”I had the guts to fight these men,” said former Western Cape MEC Frieda Adams following this week’s conclusion of her four-year legal battle over her allegations of sexual harassment and defamation against former party colleagues Peter Marais and Gerald Morkel.
The Cape High Court on Wednesday awarded her damages for injured feelings, stemming from remarks by both male politicians. But it found that Adams had not sufficiently proved her case of sexual harassment against Marais following his alleged unwanted sexual approaches towards her between August 1999 and February 2000.
However, in its judgement, the court has left the door open for Adams to pursue the sexual harassment claim if she is able to provide more evidence.
While Adams feels vindicated the finding has angered women’s rights lobbyists.
The Cape Town-based Women’s Legal Centre has expressed its concern because the ruling appears to be based on a presumption of vindictive women with revenge on their minds.
”Every myth that we are trying to keep out of the courts in sexual violence cases has come [into this one],” says Nikki Naylor, an attorney at the centre.
The judgement was based on what Adams had done, or not done, to avoid further harassment, and on her behaviour.

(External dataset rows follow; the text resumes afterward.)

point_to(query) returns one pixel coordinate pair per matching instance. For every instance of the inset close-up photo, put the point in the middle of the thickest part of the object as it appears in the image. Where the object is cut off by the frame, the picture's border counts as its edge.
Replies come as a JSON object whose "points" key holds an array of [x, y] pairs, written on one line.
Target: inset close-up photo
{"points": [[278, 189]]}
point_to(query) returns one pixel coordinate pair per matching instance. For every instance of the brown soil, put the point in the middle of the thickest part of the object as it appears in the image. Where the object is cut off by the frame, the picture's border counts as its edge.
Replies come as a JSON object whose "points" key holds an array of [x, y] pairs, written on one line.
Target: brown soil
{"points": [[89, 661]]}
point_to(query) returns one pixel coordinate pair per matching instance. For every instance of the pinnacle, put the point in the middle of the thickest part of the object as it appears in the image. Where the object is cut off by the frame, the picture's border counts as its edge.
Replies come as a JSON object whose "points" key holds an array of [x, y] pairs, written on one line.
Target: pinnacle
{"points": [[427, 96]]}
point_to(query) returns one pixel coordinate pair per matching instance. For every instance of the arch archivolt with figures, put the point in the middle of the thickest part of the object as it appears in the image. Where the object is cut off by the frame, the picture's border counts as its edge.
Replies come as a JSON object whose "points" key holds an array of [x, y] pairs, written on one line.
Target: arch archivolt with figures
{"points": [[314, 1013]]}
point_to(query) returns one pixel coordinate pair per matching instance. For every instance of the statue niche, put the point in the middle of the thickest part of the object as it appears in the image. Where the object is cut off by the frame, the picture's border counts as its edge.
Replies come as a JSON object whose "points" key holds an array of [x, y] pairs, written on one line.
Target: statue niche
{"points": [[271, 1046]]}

It applied caution as to which version to believe. While the court held that Adams could not have thumb-sucked comments by Morkel and Marais (and it awarded damages for these), it did not find that these statements amounted to sexual harassment.
Yet sexual harassment is legally defined as ”unwanted conduct of a sexual nature”, which can be verbal, physical or quid pro quo actions. A single incident is considered harassment and is tantamount to discrimination.
Naylor says in cases of, for example, a racist joke, it was held that the intention behind spreading it and whether anyone laughed was irrelevant. What counted was that the person’s dignity had been impaired. ”Why don’t we [take] this test when dealing with sexual harassment,” she said. Instead the judgement dealt with sexual harassment in a vacuum, without placing it in the context of discrimination.
The four-year legal saga was steeped in political power plays, salacious details and counter defamation suits. It also emerged that there was no love lost between Marais, Morkel and Adams, whose political paths diverged as their original political home, the New National Party, first merged into and then divorced from the Democratic Alliance. Adams briefly joined National Action last year, but has left.
To date, Adams is the only woman politician to have gone public with sexual harassment claims. When the case came to court in early 2002, Marais was Western Cape premier. At the time he was facing several other sexual harassment claims, which led to his resignation as premier and from the NNP at the end of May.
In this Adams found consolation, she told the Mail & Guardian. ”Other women came forward — I opened their eyes: You don’t have to be silent.”
But she also admits the cost has been high: her family home, built by her husband, is to go on sale.